Copy: 8/8 100.0%; Applied: 0; Backlog: 0/1000; Time: 1m0s(total), 1s(copy); streamer: mysqld-bin.000006:13384483; State: migrating; ETA: due
2018-04-16 14:32:09 ERROR Unable to acquire lock gh-ost.3739536.lock
2018-04-16 14:32:09 ERROR Unable to acquire lock gh-ost.3739536.lock
2018-04-16 14:32:09 FATAL Unable to acquire lock gh-ost.3739536.lock
george.chilumbu@nangang-vm-db-pxc-test-1:/opt$
shlomi-noach commented 6 years ago

XtraDB Cluster unfortunately does not support GET_LOCK(): https://www.percona.com/doc/percona-xtradb-cluster/LATEST/limitation.html, which is why gh-ost is failing.

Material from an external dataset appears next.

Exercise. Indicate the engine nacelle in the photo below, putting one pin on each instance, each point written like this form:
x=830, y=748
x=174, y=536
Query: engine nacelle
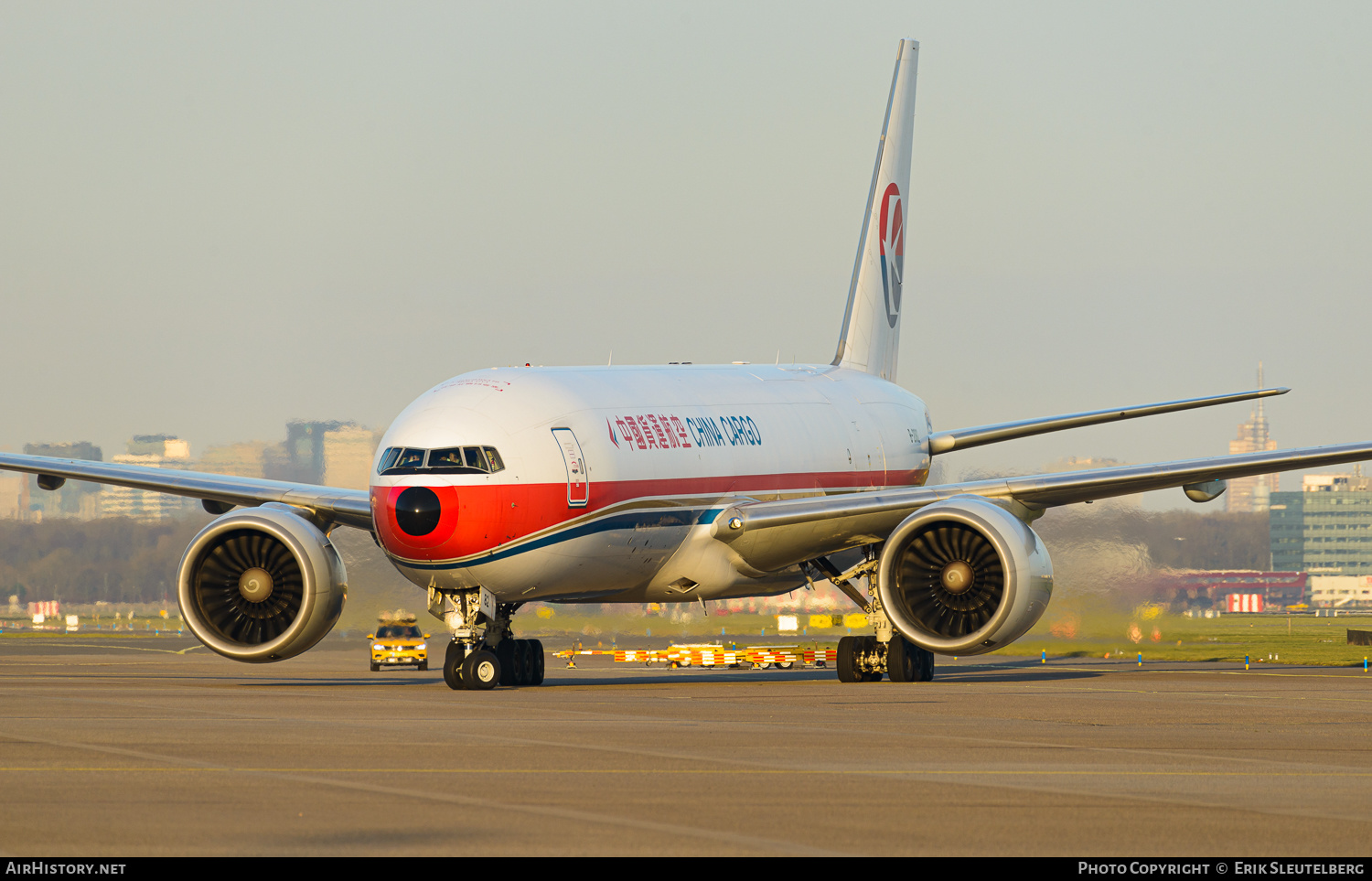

There's a discussion in #224, and see in particular https://github.com/github/gh-ost/issues/224#issuecomment-254593577 .

I don't have further insight at this time. For XtraDB cluster you may have to revert to pt-online-schema-change.

shlomi-noach commented 6 years ago

Hmm perhaps on a single-master setup GET_LOCK() can be executed. Please let me know if you do try it out.

chilumbugeorge commented 6 years ago

How unfortunate coz all our databases use PXC. So it means gh-ost cannot work for us.

chilumbugeorge commented 6 years ago

So for PXC, it still does not work if i run the command on the save instead of one of the masters?

shlomi-noach commented 6 years ago

So for PXC, it still does not work if i run the command on the save instead of one of the masters?

I wouldn't know. I was hoping you could tell me.

chilumbugeorge commented 6 years ago

On the slave (whose master is part of a PXC), it also does not run. So without the --execute and --allow-on-master params, i get the following:

load=Threads_connected=20
2018/04/16 18:48:52 binlogsyncer.go:79: [info] create BinlogSyncer with config {99999 mysql slave_ip 3306 ghost   false false <nil>}
2018/04/16 18:48:52 binlogsyncer.go:246: [info] begin to sync binlog from position (mysqld-bin.000029, 882245706)
2018/04/16 18:48:52 binlogsyncer.go:139: [info] register slave for master server slave_ip:3306
2018-04-16 18:49:52 FATAL connection was bad

And with the --execute param added, i get the following:

2018/04/16 18:50:50 binlogsyncer.go:79: [info] create BinlogSyncer with config {99999 mysql slave_ip 3306 ghost   false false <nil>}
2018/04/16 18:50:50 binlogsyncer.go:246: [info] begin to sync binlog from position (mysqld-bin.000029, 882245706)
2018/04/16 18:50:50 binlogsyncer.go:139: [info] register slave for master server slave_ip:3306
2018-04-16 18:51:50 FATAL connection was bad

The IP on the --host is that of the slave FYI. But even when i change to that of the master (for the heck of it), i get the following error:

2018-04-16 18:54:44 FATAL dial tcp master_ip:3306: getsockopt: no route to host

So it does not seem to work even if you run from the slave.